What is the purpose of picking the variable most correlated with the residual in forward stage wise selection?
-The purpose is to predict the unaccounted portion of the output, known as the residual. By selecting the variable most correlated with the residual, the model attempts to minimize the error and improve the prediction accuracy at each stage.
How does the predictor evolve in forward stage wise selection?
-In forward stage wise selection, the predictor evolves by sequentially adding new variables that are most correlated with the current residual. Each new variable comes with a coefficient determined by regressing the residual on that variable, and this coefficient is used to update the predictor.
What is the advantage of forward stage wise selection over forward stepwise selection?
-Forward stage wise selection may converge faster than forward stepwise selection because at each stage, only a univariate regression is performed, and the coefficients from previous stages are reused. In contrast, forward stepwise selection requires redoing the multivariate regression each time a new variable is added, which can be computationally more intensive.
Why might the coefficients from a stage wise selection process differ from those of a full linear regression with all variables?
-The coefficients may differ because in stage wise selection, the model is built incrementally, and each variable's effect is considered in the context of the previously added variables. In a full linear regression, all variables are considered simultaneously, which can lead to a different distribution of influence among the variables and, consequently, different coefficients.
What is the primary goal of shrinkage methods in regression?
-The primary goal of shrinkage methods is to reduce the size of the coefficients in a regression model. This is achieved by imposing a penalty on the coefficients, which encourages the model to shrink unnecessary coordinates towards zero, thereby improving prediction accuracy and reducing overfitting.
What is ridge regression, and how does it relate to shrinkage methods?
-Ridge regression is a type of shrinkage method that introduces a penalty on the size of the coefficients in the regression model. It adds a term to the objective function that penalizes large coefficients, effectively shrinking them towards zero. This helps in reducing the variance of the model and improving its generalizability.
Why is β0 often not penalized in ridge regression?
-β0, the intercept, is often not penalized to ensure that shifts in the data do not affect the fit of the model. Penalizing β0 could cause the model to change its intercept in response to such shifts, which is undesirable as it would affect the model's ability to generalize across different datasets.
How does centering the inputs and outputs affect ridge regression?
-Centering the inputs and outputs allows for the elimination of β0 from the optimization problem in ridge regression. By subtracting the mean from the Y values and the columns of X, the model can be fit without an intercept, simplifying the process and ensuring the fit passes through the origin.
What is the significance of the λ parameter in ridge regression?
-The λ parameter in ridge regression determines the strength of the penalty on the coefficients. A larger λ value results in more shrinkage of the coefficients, while a smaller λ value allows for larger coefficients. The choice of λ is crucial as it affects the trade-off between bias and variance in the model.
How does ridge regression address the issue of multicollinearity in the data?

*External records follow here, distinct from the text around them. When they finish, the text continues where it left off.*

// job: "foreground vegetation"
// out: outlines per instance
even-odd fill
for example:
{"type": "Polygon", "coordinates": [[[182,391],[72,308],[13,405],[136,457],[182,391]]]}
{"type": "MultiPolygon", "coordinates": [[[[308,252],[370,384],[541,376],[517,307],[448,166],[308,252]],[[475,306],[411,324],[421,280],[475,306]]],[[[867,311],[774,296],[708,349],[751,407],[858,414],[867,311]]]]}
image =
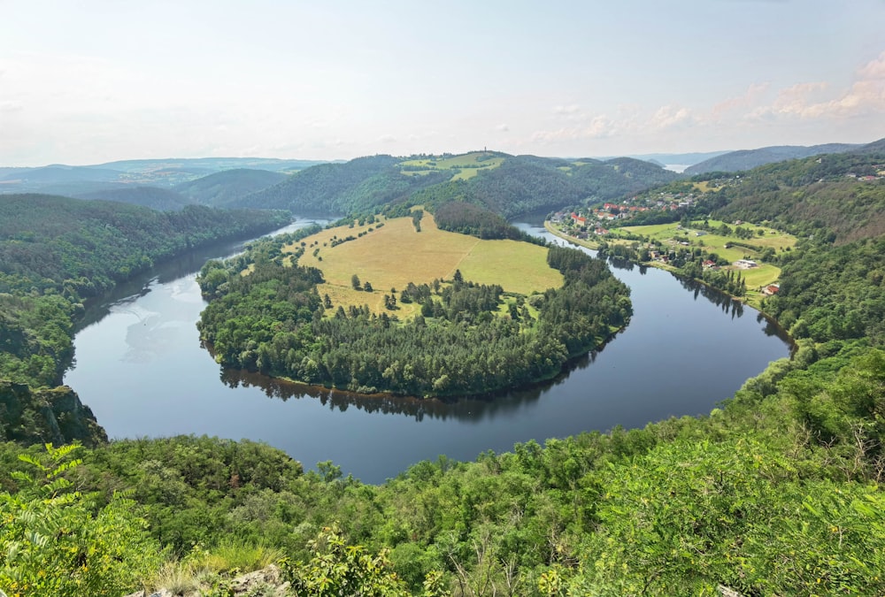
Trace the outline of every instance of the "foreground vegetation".
{"type": "MultiPolygon", "coordinates": [[[[885,189],[855,188],[852,204],[836,186],[838,218],[817,221],[830,205],[811,189],[829,163],[743,177],[757,190],[776,182],[792,197],[782,213],[773,188],[754,202],[715,187],[735,195],[712,218],[739,209],[799,239],[764,305],[797,349],[708,417],[529,441],[473,463],[441,457],[381,486],[328,462],[304,472],[248,441],[4,444],[2,468],[27,476],[0,479],[0,588],[229,594],[235,570],[283,554],[298,594],[885,593],[885,189]]],[[[286,258],[262,246],[258,260],[286,258]]],[[[210,269],[218,287],[234,282],[210,269]]]]}

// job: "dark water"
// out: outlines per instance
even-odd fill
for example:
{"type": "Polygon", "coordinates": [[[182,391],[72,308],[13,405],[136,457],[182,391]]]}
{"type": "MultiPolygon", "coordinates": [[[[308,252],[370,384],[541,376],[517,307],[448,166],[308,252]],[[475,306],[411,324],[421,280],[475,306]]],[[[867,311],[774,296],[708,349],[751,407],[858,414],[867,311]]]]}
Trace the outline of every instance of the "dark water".
{"type": "Polygon", "coordinates": [[[345,475],[375,483],[442,454],[473,460],[531,439],[704,414],[789,352],[756,310],[626,264],[614,272],[632,289],[630,325],[554,382],[450,404],[317,390],[223,371],[201,348],[195,325],[204,303],[195,272],[206,258],[236,250],[219,248],[158,270],[89,310],[65,381],[110,437],[249,438],[306,467],[332,460],[345,475]]]}

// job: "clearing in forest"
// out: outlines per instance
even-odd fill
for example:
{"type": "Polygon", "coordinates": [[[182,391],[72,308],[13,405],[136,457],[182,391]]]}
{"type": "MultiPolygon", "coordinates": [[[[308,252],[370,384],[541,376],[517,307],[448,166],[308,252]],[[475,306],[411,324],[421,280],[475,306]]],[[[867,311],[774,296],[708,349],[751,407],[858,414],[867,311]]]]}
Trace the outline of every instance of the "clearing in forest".
{"type": "MultiPolygon", "coordinates": [[[[392,288],[398,298],[409,282],[450,280],[456,270],[466,280],[499,284],[505,292],[520,295],[563,284],[562,274],[547,264],[545,247],[517,241],[482,241],[439,230],[427,212],[420,229],[415,230],[411,218],[381,218],[373,224],[323,230],[304,240],[304,254],[298,264],[322,270],[326,283],[317,287],[320,296],[328,295],[333,304],[345,308],[367,304],[373,312],[384,310],[384,295],[390,295],[392,288]],[[349,236],[353,240],[332,246],[349,236]],[[369,282],[373,292],[355,290],[354,274],[360,286],[369,282]]],[[[283,250],[296,249],[290,245],[283,250]]],[[[397,306],[400,318],[410,317],[419,307],[413,303],[397,306]]]]}

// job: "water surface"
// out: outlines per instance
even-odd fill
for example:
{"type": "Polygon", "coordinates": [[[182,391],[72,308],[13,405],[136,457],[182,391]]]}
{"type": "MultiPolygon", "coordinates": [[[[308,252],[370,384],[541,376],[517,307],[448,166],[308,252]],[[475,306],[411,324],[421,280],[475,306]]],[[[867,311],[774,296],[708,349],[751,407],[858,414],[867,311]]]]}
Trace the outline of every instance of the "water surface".
{"type": "MultiPolygon", "coordinates": [[[[536,225],[519,226],[553,239],[536,225]]],[[[613,271],[631,288],[629,326],[553,382],[453,403],[307,388],[222,371],[201,347],[196,324],[205,303],[196,272],[237,250],[179,260],[90,309],[65,382],[111,438],[248,438],[305,467],[332,460],[345,475],[376,483],[442,454],[473,460],[532,439],[705,414],[789,352],[758,311],[666,272],[625,264],[613,271]]]]}

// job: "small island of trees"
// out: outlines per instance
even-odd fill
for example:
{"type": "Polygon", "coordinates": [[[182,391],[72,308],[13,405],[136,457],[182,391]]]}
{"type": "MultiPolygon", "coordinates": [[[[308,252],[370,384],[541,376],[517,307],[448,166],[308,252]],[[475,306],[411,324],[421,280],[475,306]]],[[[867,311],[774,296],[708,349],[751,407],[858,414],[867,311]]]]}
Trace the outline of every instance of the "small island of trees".
{"type": "MultiPolygon", "coordinates": [[[[222,365],[360,394],[480,394],[555,377],[632,315],[628,288],[604,262],[559,247],[548,249],[547,264],[565,283],[543,293],[505,293],[456,271],[406,285],[399,301],[419,305],[409,318],[397,317],[395,295],[380,313],[335,307],[316,289],[322,272],[297,264],[303,251],[281,253],[315,232],[203,268],[211,302],[198,327],[222,365]]],[[[350,285],[367,290],[356,273],[350,285]]]]}

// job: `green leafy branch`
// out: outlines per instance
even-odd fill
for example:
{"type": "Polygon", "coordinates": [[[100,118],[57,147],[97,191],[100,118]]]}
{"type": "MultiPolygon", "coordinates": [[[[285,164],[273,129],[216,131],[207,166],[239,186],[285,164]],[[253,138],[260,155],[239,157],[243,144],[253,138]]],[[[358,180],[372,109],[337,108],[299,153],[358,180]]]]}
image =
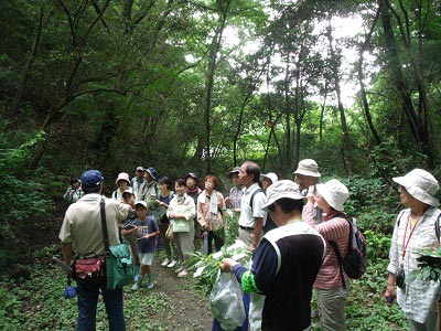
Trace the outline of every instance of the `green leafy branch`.
{"type": "Polygon", "coordinates": [[[433,280],[439,281],[441,275],[441,247],[438,249],[421,250],[421,256],[417,258],[419,270],[409,274],[409,280],[433,280]]]}

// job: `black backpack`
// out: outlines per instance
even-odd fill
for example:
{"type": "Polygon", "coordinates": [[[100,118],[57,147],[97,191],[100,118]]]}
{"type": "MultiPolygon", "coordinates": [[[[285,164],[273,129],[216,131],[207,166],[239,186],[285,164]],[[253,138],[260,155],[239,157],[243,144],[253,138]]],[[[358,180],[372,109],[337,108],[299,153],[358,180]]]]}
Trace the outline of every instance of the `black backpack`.
{"type": "Polygon", "coordinates": [[[338,214],[335,216],[343,217],[349,223],[349,238],[347,242],[347,254],[345,255],[345,257],[342,257],[342,254],[337,248],[337,244],[333,241],[329,241],[338,259],[340,276],[342,277],[343,288],[346,288],[343,270],[351,279],[358,279],[366,271],[366,238],[364,234],[357,228],[354,221],[351,222],[344,214],[338,214]]]}

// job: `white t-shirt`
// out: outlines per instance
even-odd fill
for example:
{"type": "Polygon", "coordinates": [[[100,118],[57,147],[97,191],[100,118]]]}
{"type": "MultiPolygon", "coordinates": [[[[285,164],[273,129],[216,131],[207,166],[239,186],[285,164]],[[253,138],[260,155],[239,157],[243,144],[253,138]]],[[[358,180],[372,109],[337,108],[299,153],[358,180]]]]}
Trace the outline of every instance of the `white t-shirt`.
{"type": "Polygon", "coordinates": [[[250,199],[252,193],[259,189],[258,183],[254,183],[249,186],[241,196],[240,202],[240,217],[239,217],[239,225],[246,227],[254,227],[255,226],[255,218],[262,217],[263,224],[267,221],[267,212],[262,210],[263,205],[267,203],[267,196],[263,192],[259,192],[254,196],[252,201],[252,211],[250,207],[250,199]]]}

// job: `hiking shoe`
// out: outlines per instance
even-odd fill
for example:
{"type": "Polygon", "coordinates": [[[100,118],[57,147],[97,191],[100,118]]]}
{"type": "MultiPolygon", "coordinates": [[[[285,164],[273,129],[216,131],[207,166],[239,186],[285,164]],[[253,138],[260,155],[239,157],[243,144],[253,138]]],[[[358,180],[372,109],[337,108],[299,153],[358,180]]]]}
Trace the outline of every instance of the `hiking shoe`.
{"type": "Polygon", "coordinates": [[[161,267],[165,267],[170,263],[171,260],[169,258],[165,258],[164,261],[161,264],[161,267]]]}
{"type": "Polygon", "coordinates": [[[168,268],[173,268],[178,264],[178,260],[172,259],[170,264],[166,265],[168,268]]]}
{"type": "Polygon", "coordinates": [[[176,270],[174,270],[174,273],[180,274],[181,271],[184,270],[184,266],[179,267],[176,270]]]}
{"type": "Polygon", "coordinates": [[[178,274],[178,277],[184,278],[184,277],[186,277],[186,275],[189,275],[189,273],[186,270],[182,270],[181,273],[178,274]]]}

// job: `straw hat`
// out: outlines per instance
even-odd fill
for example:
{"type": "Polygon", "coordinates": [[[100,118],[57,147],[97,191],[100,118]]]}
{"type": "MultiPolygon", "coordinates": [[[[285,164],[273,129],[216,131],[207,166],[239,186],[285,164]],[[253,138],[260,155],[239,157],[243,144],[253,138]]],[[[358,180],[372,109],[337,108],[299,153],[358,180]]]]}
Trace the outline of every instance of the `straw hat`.
{"type": "Polygon", "coordinates": [[[440,189],[437,179],[428,171],[413,169],[404,177],[394,177],[394,182],[405,186],[415,199],[431,206],[439,206],[440,202],[434,197],[440,189]]]}

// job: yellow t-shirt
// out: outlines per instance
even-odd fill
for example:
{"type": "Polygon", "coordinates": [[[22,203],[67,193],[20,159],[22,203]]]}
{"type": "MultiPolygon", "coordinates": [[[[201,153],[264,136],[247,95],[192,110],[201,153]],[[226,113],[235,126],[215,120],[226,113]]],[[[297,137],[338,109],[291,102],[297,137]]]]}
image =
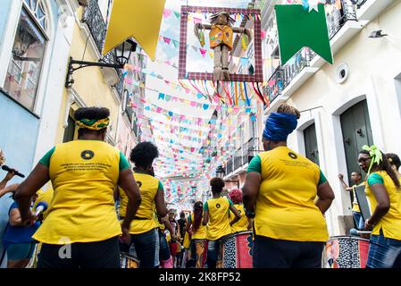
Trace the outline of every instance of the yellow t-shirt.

-Ridge regression addresses multicollinearity by imposing a penalty on the coefficients, which restricts their size. This reduces the impact of highly correlated variables on the model, making it more robust to multicollinearity and improving the numerical stability of the regression.
Outlines
🔍 Forward Stage Wise Selection Process
This paragraph introduces the concept of forward stage wise selection in regression analysis. It explains the iterative process of selecting variables based on their correlation with the residual error from the previous stage's prediction. The method involves starting with the most correlated variable to the output, regressing the output on this variable to find the residual, and then selecting the next variable most correlated with this residual. This process continues, with each new variable predicting the error of the previous variables' predictions, and is suggested to potentially converge faster than forward stepwise selection. The advantage of this method is that it simplifies the computation at each stage by only performing univariate regressions, as opposed to recalculating multivariate regressions with each new variable added.
📉 Advantages of Stage Wise Selection and Introduction to Shrinkage Methods
The speaker discusses the advantages of stage wise selection, particularly its computational efficiency due to the univariate regressions performed at each stage, as opposed to the multivariate regressions required in stepwise selection. They also introduce shrinkage methods, which aim to minimize the coefficients towards zero, as opposed to setting them to zero as in subset selection. Shrinkage methods are presented as a more mathematically sound approach, offering a balance between prediction accuracy and interpretability, despite potentially leaving many variables with small coefficients in the model.
📉 Ridge Regression and Its Objective
The paragraph delves into ridge regression, a shrinkage method that includes a penalty on the size of the coefficients in the objective function. The goal is to minimize the sum of squared errors while also reducing the magnitude of the coefficients to prevent any single coefficient from becoming too large. This approach is contrasted with subset selection methods and is shown to be a mathematically robust method for dealing with multicollinearity and overfitting. The paragraph also explains the process of converting the constrained optimization problem into an unconstrained one by introducing a Lagrange multiplier, leading to the formulation of the ridge regression solution.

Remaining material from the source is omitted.